Copy to library takes 30 times longer than import
Affects | Status | Importance | Assigned to | Milestone | |
---|---|---|---|---|---|
calibre |
Fix Released
|
Undecided
|
Unassigned |
Bug Description
Calibre 2.58 on Ubuntu 14.04.
I have a large library >450k books. When I import books, I import into an empty library so I can edit metadata quickly. This includes, typically, switching Author and Title fields, correcting Authors with commas, setting language to English, eliminating dates from Author fields, etc. When finished, I can either import the books from the small library directory, or copy the books to the large library. The import loses some edits as it re-reads data from the files themselves. The library copy works better, but takes MUCH longer, like multiple days to import 4k files into the large library. I think the library copy should be faster, not much slower, as it should just be copying the metadata from the database to the other database. The import is re-reading the files and getting bad data again. The correcting edits then take much longer, as updating the large library takes a minute or so for each individual edit.

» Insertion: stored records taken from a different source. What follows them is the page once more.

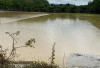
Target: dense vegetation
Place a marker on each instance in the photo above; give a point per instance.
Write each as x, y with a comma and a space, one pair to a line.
44, 6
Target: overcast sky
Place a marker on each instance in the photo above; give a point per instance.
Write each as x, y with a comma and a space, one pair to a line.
76, 2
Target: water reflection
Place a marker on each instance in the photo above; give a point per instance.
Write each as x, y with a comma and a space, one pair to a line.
71, 34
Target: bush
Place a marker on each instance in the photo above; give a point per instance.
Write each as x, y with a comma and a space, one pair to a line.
41, 65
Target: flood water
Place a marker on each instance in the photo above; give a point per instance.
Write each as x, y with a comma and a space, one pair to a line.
73, 33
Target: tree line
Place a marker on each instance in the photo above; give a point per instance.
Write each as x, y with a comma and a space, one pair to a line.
44, 6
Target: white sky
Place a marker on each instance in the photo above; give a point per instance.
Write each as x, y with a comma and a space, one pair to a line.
76, 2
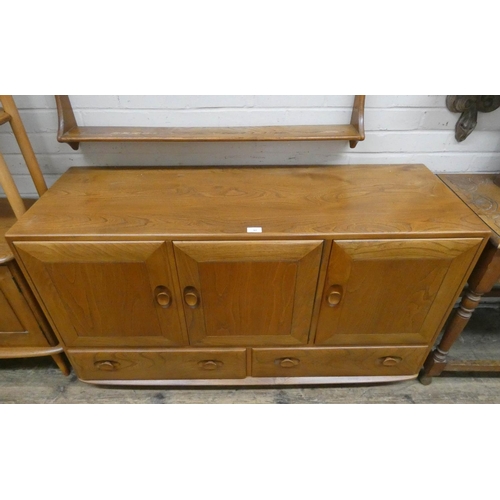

Copying to library has to first serialize metadata, then import it into
the destination library. Importing directly makes use of the already
serialized metadata in the OPF file -- so it will always be a little slower than
direct import. However, most of the performance difference comes from
the adding books process having an optimized implementation for finding
duplicates -- I'll port that over to copy to library someday, but in the
meantime you could just turn off checking for dupes when copying to
library in Preferences->Adding Books.
And note that importing directly from the source library folders will >Library
not lose any metadata provided that you run Library maintenance-
metadata backup stats and wait for the backups to be completed (this
causes the aforementioned opf files to be written out).